Start by adding 1/2 cup water to make it smooth and lump-free, then add the remaining 1/2 cup water. Mix everything until you have a rich, fiery red sauce base.
Step 3: Fry the Chicken Heat oil in a wok or deep pan. Once it’s hot, reduce the flame to low and start adding the marinated chicken pieces carefully. Once they’re all in, increase the heat to medium.

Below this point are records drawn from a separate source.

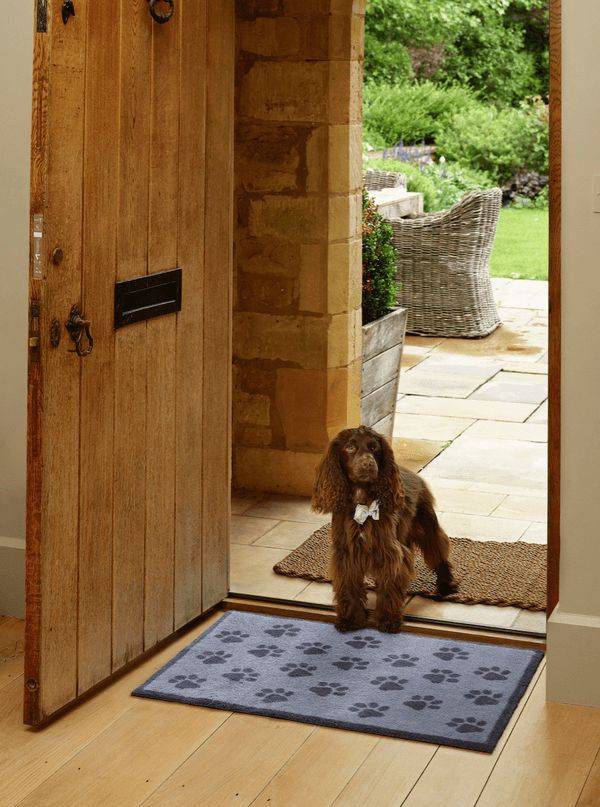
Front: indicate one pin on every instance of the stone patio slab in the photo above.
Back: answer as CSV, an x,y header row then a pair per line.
x,y
492,615
532,508
246,530
502,430
464,408
438,384
483,528
430,427
540,415
471,502
513,388
505,462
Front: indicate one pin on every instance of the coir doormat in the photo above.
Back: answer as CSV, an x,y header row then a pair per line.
x,y
488,572
460,694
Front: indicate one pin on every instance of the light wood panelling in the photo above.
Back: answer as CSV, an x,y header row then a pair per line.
x,y
120,550
190,337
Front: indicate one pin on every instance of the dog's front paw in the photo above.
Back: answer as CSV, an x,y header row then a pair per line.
x,y
390,625
345,625
446,587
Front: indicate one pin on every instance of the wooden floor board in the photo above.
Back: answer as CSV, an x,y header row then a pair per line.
x,y
111,748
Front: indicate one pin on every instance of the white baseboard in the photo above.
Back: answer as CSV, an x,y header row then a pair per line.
x,y
12,577
573,650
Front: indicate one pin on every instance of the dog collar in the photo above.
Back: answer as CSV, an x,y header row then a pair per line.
x,y
362,512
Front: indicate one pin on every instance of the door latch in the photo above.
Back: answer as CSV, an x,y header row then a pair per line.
x,y
76,325
35,311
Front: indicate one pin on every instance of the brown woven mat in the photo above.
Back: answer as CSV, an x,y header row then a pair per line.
x,y
488,572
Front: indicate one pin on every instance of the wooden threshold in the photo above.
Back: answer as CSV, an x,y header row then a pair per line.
x,y
417,625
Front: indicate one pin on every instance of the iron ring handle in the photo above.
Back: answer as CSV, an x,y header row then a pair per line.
x,y
158,15
76,325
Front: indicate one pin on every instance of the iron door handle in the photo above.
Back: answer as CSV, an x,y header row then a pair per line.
x,y
76,325
159,16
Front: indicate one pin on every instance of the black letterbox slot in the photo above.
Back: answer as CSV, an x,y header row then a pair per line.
x,y
147,297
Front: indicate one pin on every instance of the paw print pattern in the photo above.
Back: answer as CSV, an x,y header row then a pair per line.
x,y
214,657
370,642
387,682
451,653
298,670
442,676
262,650
279,695
492,673
418,702
351,663
186,681
365,710
466,726
242,674
313,648
283,630
228,637
404,660
484,697
323,689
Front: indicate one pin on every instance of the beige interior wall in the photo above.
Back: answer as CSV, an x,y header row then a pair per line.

This helps the chicken fry without releasing excess water. Fry the pieces until golden brown on both sides. Don’t overcrowd the pan — fry in batches if needed.
Once done, remove and place on paper towels to drain excess oil.
Step 4: Make the Final Stir-Fry In a clean pan or the same wok (wipe off the oil), heat 2 tbsp ghee or oil. Add chopped garlic (not paste!) and sauté just until fragrant — don’t let it burn.

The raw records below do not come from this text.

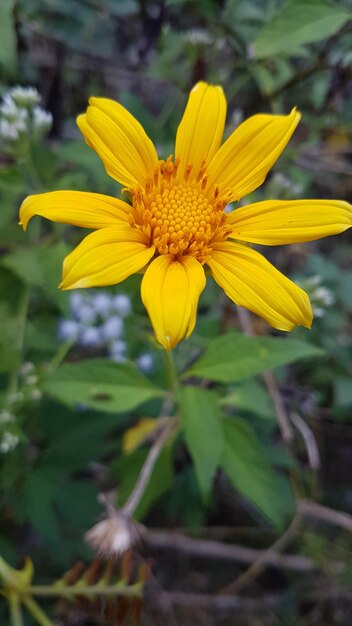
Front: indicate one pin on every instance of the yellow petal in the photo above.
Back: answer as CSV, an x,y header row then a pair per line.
x,y
80,208
276,222
252,282
244,160
200,132
106,257
128,154
170,293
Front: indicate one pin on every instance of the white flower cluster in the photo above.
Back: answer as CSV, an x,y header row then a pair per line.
x,y
98,321
22,120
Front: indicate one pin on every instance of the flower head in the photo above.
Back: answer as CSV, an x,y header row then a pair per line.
x,y
175,223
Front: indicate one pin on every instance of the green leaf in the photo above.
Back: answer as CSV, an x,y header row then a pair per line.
x,y
101,384
201,420
235,356
297,23
342,392
8,48
246,465
252,397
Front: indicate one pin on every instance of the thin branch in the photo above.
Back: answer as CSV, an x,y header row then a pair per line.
x,y
230,552
270,381
308,508
136,494
262,560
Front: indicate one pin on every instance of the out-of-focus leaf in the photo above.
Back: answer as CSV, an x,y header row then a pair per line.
x,y
201,420
297,23
127,469
137,434
235,356
250,396
245,464
101,384
8,46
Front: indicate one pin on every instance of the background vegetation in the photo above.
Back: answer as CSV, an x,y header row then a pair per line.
x,y
63,430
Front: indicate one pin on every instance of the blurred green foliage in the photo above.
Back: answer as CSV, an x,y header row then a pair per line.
x,y
68,412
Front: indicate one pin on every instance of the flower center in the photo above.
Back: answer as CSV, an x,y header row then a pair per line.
x,y
179,215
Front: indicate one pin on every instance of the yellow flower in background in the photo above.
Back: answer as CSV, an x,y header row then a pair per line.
x,y
176,224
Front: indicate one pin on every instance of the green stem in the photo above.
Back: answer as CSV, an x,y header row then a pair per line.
x,y
36,611
171,373
15,609
59,356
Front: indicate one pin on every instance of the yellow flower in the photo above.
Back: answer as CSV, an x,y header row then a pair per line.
x,y
176,224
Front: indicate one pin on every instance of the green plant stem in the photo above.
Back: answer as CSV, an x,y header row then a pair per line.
x,y
36,611
15,609
37,183
171,373
138,491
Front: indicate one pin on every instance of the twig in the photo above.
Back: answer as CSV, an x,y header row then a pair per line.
x,y
230,552
308,508
309,440
136,494
278,546
270,381
15,609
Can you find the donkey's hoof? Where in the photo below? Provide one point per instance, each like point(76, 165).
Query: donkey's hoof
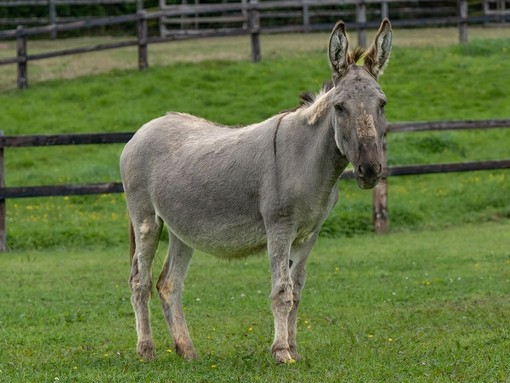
point(146, 350)
point(186, 352)
point(294, 354)
point(283, 357)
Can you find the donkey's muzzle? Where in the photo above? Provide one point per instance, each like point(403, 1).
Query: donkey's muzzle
point(369, 170)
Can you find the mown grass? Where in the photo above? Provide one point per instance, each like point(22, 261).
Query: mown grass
point(413, 306)
point(408, 307)
point(426, 83)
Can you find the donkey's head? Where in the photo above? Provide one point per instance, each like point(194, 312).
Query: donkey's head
point(359, 121)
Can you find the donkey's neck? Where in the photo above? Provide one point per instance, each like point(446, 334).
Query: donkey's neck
point(306, 138)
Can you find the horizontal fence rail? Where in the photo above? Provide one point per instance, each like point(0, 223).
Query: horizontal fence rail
point(243, 18)
point(380, 197)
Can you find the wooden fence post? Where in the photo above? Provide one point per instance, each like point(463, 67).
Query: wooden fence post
point(380, 198)
point(21, 47)
point(306, 16)
point(254, 27)
point(3, 229)
point(361, 18)
point(53, 18)
point(463, 13)
point(143, 62)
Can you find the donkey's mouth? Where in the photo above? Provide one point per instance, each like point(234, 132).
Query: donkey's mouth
point(367, 183)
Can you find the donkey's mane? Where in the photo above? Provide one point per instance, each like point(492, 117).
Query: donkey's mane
point(308, 98)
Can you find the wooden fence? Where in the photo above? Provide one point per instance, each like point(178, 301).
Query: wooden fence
point(380, 194)
point(251, 13)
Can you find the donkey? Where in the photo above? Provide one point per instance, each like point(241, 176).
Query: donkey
point(233, 192)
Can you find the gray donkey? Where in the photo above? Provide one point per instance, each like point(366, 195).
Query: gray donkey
point(233, 192)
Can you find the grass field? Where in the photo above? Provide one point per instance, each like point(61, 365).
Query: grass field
point(426, 306)
point(427, 303)
point(231, 49)
point(427, 83)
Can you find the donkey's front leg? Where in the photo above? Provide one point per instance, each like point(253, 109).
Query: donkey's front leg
point(279, 243)
point(299, 256)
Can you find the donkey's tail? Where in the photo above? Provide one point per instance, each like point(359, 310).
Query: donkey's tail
point(132, 243)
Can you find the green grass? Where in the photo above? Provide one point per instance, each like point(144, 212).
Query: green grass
point(428, 83)
point(407, 307)
point(427, 303)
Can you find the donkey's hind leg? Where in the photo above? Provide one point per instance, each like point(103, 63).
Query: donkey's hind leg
point(170, 286)
point(147, 233)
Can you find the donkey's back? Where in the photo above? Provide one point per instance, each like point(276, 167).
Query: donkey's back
point(204, 180)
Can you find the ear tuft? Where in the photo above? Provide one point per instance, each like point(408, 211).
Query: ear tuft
point(378, 55)
point(338, 51)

Add the chopped green chilies and stir for 30 seconds.
Now pour in your prepared dragon sauce mixture slowly, stirring constantly. Because of the cornflour, it will thicken quickly. Cook for just 2-3 minutes on medium flame.
Pro tip: Don’t overcook the sauce or it will become too thick.
Step 5: Add the Fried Chicken Toss in the fried chicken pieces and stir well so each piece gets coated evenly. Keep the flame medium.
Sauté for just 1-2 minutes until the chicken absorbs some of the sauce. You can sprinkle sesame seeds on top for an authentic restaurant-style look.
And just like that, your Dragon Chicken is ready to serve!
Serving Ideas:
- Serve hot with garlic naan, fried rice, or plain white rice.
- Pairs beautifully with a cold soft drink or lime soda.
- Great as a starter for dinner parties or weekend treats.
Tips to Get It Just Right

- Don’t skip the marination – it adds flavor and makes the chicken juicy.
- Use boneless chicken for best texture.
- Use freshly chopped garlic and green chilies for a fresh, zesty kick.
- Adjust chili levels based on your spice tolerance.
Why I Keep Making This Again and Again
Every time I serve this Dragon Chicken, I see plates getting wiped clean. The balance of flavor, the vibrant color, and the sheer joy of biting into that juicy chicken coated in hot, tangy sauce… it’s unbeatable.
Plus, it’s one of those recipes that looks fancy but is actually very easy to make once you break it into steps.
If you’re someone who loves restaurant-style Indo-Chinese food, trust me, this one is going to be a hit!

Restaurant-Style Dragon Chicken Recipe
Ingredients
- 700 g boneless chicken cleaned and pat-dried
- 1 tbsp garlic paste
- 1 tbsp tikka masala optional
- 1/2 tbsp salt
- 1 tbsp chili flakes
- 1 tbsp coriander powder
- 1 tbsp cornflour
- 1 egg
- 2 tbsp soy sauce
- 1 tbsp red wine vinegar optional
- For Dragon Sauce:
- 2 tbsp soy sauce
- 2 tbsp tomato ketchup
- 2 tbsp red chili sauce
- 1/2 tbsp crushed black pepper
- 1.5 tbsp red chili powder
- 1 tbsp cornflour
- 1 cup water split into two 1/2 cups
- For Stir-Frying:
- 2 tbsp cooking oil or ghee
- 3-4 garlic cloves finely chopped, not paste
- 2 green chilies finely chopped
- Sesame seeds optional, for garnish
Instructions
- Mix chicken with garlic paste, tikka masala, salt, chili flakes, coriander powder, cornflour, soy sauce, vinegar, and egg. Massage well. Rest for 20 minutes.
- Combine soy sauce, ketchup, chili sauce, black pepper, red chili powder, cornflour, and water. Mix into a smooth, fiery sauce.
- Heat oil. Fry chicken pieces in batches on medium heat until golden brown. Drain on paper towels.
- Heat oil/ghee. Sauté garlic and green chilies. Add the dragon sauce and cook for 2-3 minutes until thickened.
- Toss in fried chicken. Coat evenly. Stir-fry for 1-2 minutes. Garnish with sesame seeds if desired.